The first is that as in a long running add by a chemical company, you don’t buy oBIX, oBIX just makes the things you buy, better. oBIX is a small protocol among the many small protocols in the enterprise. oBIX enterprise-enables control systems. oBIX lets you build new kinds of applications. If you did buy oBIX, you bought it as part of an application.

The second is that those people who know oBIX best have been going out and doing things with oBIX. Many of these projects are large, and may take years to complete. We’ve been busy.

So today, I’m pulling together some of the projects that I have some, even if often just a very little, knowledge of.
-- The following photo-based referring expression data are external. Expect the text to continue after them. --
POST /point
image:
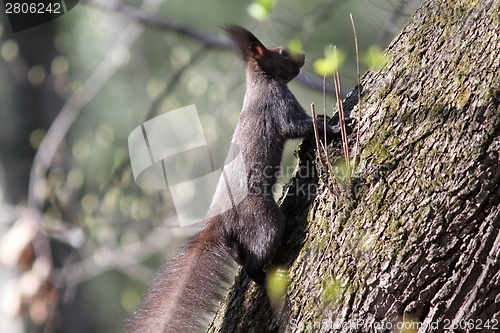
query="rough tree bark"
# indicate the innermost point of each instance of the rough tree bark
(414, 238)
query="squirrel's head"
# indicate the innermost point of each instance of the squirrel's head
(275, 62)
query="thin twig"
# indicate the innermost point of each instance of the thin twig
(359, 96)
(316, 135)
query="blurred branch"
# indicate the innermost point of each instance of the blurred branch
(390, 29)
(126, 258)
(208, 40)
(65, 119)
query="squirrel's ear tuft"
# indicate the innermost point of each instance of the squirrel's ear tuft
(245, 42)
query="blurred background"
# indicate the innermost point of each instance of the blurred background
(79, 240)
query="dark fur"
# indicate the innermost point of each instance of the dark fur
(184, 295)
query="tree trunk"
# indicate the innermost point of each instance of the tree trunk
(414, 239)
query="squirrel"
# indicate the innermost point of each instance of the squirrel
(187, 290)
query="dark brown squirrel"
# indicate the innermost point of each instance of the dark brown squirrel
(186, 292)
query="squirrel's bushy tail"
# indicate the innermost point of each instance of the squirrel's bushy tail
(186, 292)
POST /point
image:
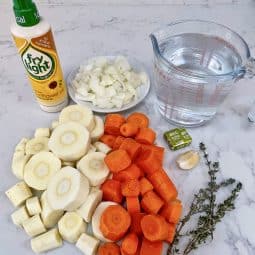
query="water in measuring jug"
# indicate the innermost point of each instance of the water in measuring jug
(183, 97)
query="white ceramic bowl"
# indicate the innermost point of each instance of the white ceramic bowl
(142, 90)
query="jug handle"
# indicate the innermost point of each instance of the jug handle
(250, 73)
(250, 68)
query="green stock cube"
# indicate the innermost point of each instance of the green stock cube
(177, 138)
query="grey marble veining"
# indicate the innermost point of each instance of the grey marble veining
(83, 30)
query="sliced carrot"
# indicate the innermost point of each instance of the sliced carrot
(140, 119)
(171, 233)
(108, 139)
(133, 205)
(112, 191)
(131, 147)
(130, 173)
(154, 227)
(113, 123)
(130, 243)
(145, 136)
(145, 185)
(151, 202)
(123, 252)
(118, 141)
(163, 185)
(108, 249)
(136, 223)
(117, 160)
(130, 188)
(151, 248)
(129, 129)
(172, 211)
(158, 151)
(148, 162)
(114, 222)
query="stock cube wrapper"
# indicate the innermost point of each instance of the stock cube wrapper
(177, 138)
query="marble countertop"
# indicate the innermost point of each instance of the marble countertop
(87, 28)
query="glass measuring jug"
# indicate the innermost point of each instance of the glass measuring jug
(196, 64)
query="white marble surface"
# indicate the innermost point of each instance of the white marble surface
(85, 28)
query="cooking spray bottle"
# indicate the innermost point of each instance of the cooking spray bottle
(35, 43)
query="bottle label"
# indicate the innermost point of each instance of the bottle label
(41, 61)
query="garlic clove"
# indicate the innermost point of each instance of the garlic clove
(188, 160)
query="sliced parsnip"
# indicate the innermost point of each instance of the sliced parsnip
(67, 190)
(18, 193)
(19, 216)
(47, 241)
(42, 132)
(71, 226)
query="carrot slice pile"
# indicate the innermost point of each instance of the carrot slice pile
(146, 136)
(133, 205)
(131, 147)
(130, 173)
(163, 185)
(112, 191)
(118, 141)
(109, 249)
(148, 209)
(129, 129)
(113, 123)
(151, 248)
(117, 160)
(148, 162)
(171, 233)
(108, 139)
(130, 243)
(154, 227)
(145, 186)
(130, 188)
(158, 151)
(151, 202)
(114, 222)
(138, 118)
(172, 211)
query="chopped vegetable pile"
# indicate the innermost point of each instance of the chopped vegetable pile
(78, 163)
(146, 208)
(108, 83)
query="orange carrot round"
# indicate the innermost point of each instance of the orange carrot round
(114, 222)
(145, 136)
(172, 211)
(108, 249)
(131, 147)
(149, 248)
(138, 118)
(158, 151)
(133, 205)
(154, 228)
(130, 173)
(108, 139)
(129, 129)
(117, 160)
(148, 162)
(113, 123)
(130, 243)
(151, 202)
(112, 191)
(130, 188)
(171, 233)
(118, 141)
(163, 185)
(145, 186)
(136, 223)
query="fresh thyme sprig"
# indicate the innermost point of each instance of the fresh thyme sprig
(204, 207)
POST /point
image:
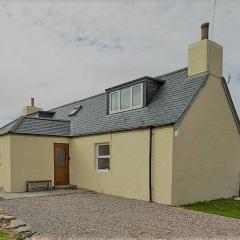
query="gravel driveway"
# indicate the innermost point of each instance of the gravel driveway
(89, 215)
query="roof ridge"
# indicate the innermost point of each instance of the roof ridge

  • The Enterprise Building Management System (EBMS) at UNC that operates more than 100 buildings of all brands and technologies. All external interactions with buildings are by web services. Sixty-six of these buildings are operated by oBIX. An iLON controller with full oBIX support would probably become are preferred platform for future integration. If you are interested in EBMS, simply search for it in the archives.
  • The Dubai Airport. Dubai has become known for leadership and innovation in construction and sustainability in capital projects. I do not have a contact for this, but would be very happy to know more. If hear the Dubai airport integration is based on product from Tridium. oBIX is a key component of the newest NIAGARA integration platform from Tridium. Tridium’s NIAGARA is used to integrate many complex systems. oBIX even provides the integration layer between their current product (R3) and their previous product (R2) ( http://www.tridium.com/cs/products_/_services/niagaraax )
  • Building systems in the Olympic Stadium, the Olympic Village, and all outdoor lighting in the Olympic District in Beijing. This work was, if I am informed correctly, based upon a variant of the 0.7 draft of the specification. As stated above, these projects take years to complete, and decisions get locked in long before construction completion.
  • I hear some reports that the Olympic variant of oBIX is used for energy management of whole city districts of mixed use new buildings in Chinese cities.
  • Powernab’s YouTility service is integrating in-house services, weather conditions, and solar monitoring for end-user. If I am correct, Powernab uses oBIX interfaces developed by Controlco. ( www.powernab.com , www.controlco.com )
  • Hawkesbury provides oBIX-based energy monitoring in a lot of interesting scenarios. ( www.esightenergy.com ).
  • NTT in Tokyo is developing oBIX drivers, but I know little more than that.